中桐 由起子さん(協力隊OG in 下呂市)

海外で気がついた日本の自然の魅力

父親が転勤族で、名古屋市、横浜市、各務原市などで過ごしてきた中桐由起子さん。進学は東京で、そのまま都内に就職し、メディアの最前線で活躍してきました。業界がクオリティーよりも効率を重視するようになってきたこともあり、29歳の時、見聞を広めたいとワーキングホリデーでオーストラリアへ旅立ちます。そこで出合ったのがパーマカルチャーというオーストラリア発祥の考え方。人間にとっての恒久的持続可能な環境をつくり出すためのデザイン体系を表します。

「簡単に言うと“自然と共に生きるためのデザイン”なのですが、それはなにも外国のことだけではなく、日本にもあることに気づいたんです。例えば障子は直接光を遮りながら、明るさはうまく取り入れ、拡散させるといったように、昔から実は当たり前のように暮らしの中にあるのです」と教えてくれました。

▲それぞれの得意分野を持った地域の人たちにも手を貸してもらいますが、もちろん中桐さん自身も大工道具を持って腕をふるいます。

手探りから協力隊の活動をスタート

オーストラリアに続けて、ニュージーランドでのワーキングホリデーを経て日本に帰国すると、「地域おこし」をキーワードにインターネットなどで検索。そこで見つけたのが下呂市の地域おこし協力隊の隊員募集。協力隊の業務内容については、農作物など、地域の資源を生かした地域おこし活動という大まかなものでしたが、思い切って飛び込み、下呂市での活動が始まりました。

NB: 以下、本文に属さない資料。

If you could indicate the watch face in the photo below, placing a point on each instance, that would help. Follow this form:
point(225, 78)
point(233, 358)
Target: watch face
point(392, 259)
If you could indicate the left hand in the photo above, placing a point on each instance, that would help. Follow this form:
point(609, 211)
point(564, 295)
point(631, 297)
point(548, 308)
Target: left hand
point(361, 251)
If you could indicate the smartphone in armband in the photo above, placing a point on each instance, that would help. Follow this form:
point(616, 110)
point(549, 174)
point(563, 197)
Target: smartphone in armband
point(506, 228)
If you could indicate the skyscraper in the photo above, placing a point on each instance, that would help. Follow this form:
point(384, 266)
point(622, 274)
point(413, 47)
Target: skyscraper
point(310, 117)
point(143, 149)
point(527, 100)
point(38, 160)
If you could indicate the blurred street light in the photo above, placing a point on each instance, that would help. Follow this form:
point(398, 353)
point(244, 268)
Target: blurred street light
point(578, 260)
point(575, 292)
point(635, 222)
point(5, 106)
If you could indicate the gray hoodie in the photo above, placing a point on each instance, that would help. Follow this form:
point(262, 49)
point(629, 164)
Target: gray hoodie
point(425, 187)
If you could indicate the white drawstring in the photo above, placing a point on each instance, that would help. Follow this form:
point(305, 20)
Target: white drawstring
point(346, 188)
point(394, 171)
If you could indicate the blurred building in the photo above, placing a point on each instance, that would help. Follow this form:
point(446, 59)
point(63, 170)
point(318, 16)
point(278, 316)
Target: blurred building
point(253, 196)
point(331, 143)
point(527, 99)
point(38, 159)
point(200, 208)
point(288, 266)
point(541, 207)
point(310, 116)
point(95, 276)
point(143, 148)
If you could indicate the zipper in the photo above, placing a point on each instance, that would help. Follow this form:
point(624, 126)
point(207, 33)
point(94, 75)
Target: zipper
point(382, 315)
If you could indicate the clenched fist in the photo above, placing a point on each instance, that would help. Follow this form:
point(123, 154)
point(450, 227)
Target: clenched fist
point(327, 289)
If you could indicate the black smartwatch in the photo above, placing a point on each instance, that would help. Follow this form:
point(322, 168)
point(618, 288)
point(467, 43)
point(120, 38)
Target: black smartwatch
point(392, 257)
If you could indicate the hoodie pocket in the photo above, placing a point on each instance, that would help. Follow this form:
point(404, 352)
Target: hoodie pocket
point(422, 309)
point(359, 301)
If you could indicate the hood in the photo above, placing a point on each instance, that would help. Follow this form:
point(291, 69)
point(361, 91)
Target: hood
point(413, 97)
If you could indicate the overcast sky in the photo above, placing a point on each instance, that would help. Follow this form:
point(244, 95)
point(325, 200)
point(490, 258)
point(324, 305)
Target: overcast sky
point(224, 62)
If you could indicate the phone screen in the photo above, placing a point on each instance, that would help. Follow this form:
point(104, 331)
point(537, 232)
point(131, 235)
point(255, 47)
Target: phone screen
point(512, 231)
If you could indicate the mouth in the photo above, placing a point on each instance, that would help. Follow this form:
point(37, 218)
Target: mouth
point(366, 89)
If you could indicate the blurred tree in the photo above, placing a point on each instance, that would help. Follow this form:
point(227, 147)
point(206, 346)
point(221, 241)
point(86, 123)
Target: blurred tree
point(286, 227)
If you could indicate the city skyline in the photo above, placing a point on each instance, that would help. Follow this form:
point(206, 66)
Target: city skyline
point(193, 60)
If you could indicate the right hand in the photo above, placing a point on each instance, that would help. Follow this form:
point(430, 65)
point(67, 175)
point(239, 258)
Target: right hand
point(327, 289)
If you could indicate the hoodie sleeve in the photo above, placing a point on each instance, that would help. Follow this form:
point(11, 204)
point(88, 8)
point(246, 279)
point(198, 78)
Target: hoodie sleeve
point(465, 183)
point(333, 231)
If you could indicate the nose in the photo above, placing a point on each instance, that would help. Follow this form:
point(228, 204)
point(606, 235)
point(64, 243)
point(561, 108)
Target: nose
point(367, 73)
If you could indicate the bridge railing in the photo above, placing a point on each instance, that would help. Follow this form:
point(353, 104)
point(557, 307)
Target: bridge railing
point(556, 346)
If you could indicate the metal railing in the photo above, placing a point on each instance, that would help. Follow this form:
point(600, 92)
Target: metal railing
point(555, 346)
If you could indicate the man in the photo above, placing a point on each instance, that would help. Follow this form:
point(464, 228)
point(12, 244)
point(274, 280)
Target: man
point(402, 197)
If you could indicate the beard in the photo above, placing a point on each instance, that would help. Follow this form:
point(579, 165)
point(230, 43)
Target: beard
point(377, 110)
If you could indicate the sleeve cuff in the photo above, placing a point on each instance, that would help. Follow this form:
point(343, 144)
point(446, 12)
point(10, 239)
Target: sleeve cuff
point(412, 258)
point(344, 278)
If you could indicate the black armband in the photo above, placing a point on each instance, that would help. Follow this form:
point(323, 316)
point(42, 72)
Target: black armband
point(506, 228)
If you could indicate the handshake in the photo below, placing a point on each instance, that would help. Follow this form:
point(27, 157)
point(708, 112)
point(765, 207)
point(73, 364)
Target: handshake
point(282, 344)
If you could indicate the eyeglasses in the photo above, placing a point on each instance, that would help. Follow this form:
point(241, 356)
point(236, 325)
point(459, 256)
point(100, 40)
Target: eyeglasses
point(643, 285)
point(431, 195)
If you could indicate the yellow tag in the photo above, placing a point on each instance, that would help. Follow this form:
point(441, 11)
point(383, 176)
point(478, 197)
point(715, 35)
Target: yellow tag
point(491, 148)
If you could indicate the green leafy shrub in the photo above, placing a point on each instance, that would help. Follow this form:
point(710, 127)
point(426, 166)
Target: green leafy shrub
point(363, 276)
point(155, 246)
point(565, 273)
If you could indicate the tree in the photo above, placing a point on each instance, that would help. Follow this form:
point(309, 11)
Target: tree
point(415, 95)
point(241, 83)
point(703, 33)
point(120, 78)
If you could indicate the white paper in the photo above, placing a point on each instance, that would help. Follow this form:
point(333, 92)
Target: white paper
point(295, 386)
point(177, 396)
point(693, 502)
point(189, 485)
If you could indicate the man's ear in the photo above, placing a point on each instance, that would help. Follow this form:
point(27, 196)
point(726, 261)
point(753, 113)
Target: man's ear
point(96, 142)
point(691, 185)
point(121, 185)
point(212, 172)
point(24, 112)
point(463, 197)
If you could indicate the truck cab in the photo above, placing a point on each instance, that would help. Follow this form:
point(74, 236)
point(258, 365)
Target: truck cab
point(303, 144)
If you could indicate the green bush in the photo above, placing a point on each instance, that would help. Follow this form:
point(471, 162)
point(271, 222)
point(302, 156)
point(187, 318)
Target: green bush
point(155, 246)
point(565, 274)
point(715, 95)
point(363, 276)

実はこの時の協力隊は、下呂市としても初めての取り組みで、中桐さんたち1期生はまさに手探りからのスタート。「最初は地域行事への参加が活動でしたね」というくらい、地域にとけ込むことから始めました。そして米づくりをモデルにした農業体験を都会の子どもたちに伝える活動を通じて、中桐さんたち自身も里山の人たちとの交流を密にしていきます。2年目には、地域の人々と共に小学生を放課後に見守るサービス、アフタースクールを開校。さらには、途絶えていた地域の夏祭りの復活など、地域の人たち自身の発案による活動も増えていき、協力隊としての自信も深めていきました。

 

▲「ソラノイエ」プロジェクトは始まったばかり。地域や友人、家族などみんなの思いがひとつずつ形になっていきます。

 里と都会を繋ぐ架け橋に

実り多い3年の任期を終える頃、中桐さんにはひとつの理想の形が見え始めていました。「農業体験など1日で終わるのももったいないなと考えました。四季を通じて里山の暮らしに触れられ、普段は地域の休憩所として使え、そして都市と里山の人の交流の場があればいいのにと強く思ったのです」と振り返ります。その矢先、100年ほど前に建てられ、現在は住む人がいなくなった、屋根が大きく軒が低いことが特徴の益田造りの古民家を、所有者の厚意で貸してもらえることとなります。ここをふれあいの拠点にしたい、そしてこの再生にはぜひとも地域のみんなで取り組みたいと希望を伝えると、その意気に賛同した地域の人たちがそれぞれの得意分野を生かして手づくりのプロジェクトがスタートしました。「ソラノイエ」と名づけられたふれあいの拠点は2018年4月完成予定です。

中桐さんに聞きました!

移住に関する情報をどうやって収集した?

帰国して住むなら岐阜県とは決めていましたが、都市部ではないところを考えていた中、地域おこし協力隊の募集を見つけました。

移住に関して大変だったことは?

「協力隊」という名前のインパクトもあって、「地域の人からはどんなふうに見られているのかな?」とは思いました。あと実務的には草刈りは、結構、大変ですね。

現在の住まいは?

協力隊時代からの借家です。大家さんには大変お世話になっております。

現在の仕事は?

NPO法人を起ち上げ、市のPR活動やデザイン、ウェブの構築などを行っています。

これからの夢は?

「ソラノイエ」プロジェクトの完成に向け、田舎だからできる暮らしの楽しさを伝えていく仲間が増えると良いなと思っています。もちろん、まずは遊びに来てくれるだけでも良いです。何かを感じてもらえれば。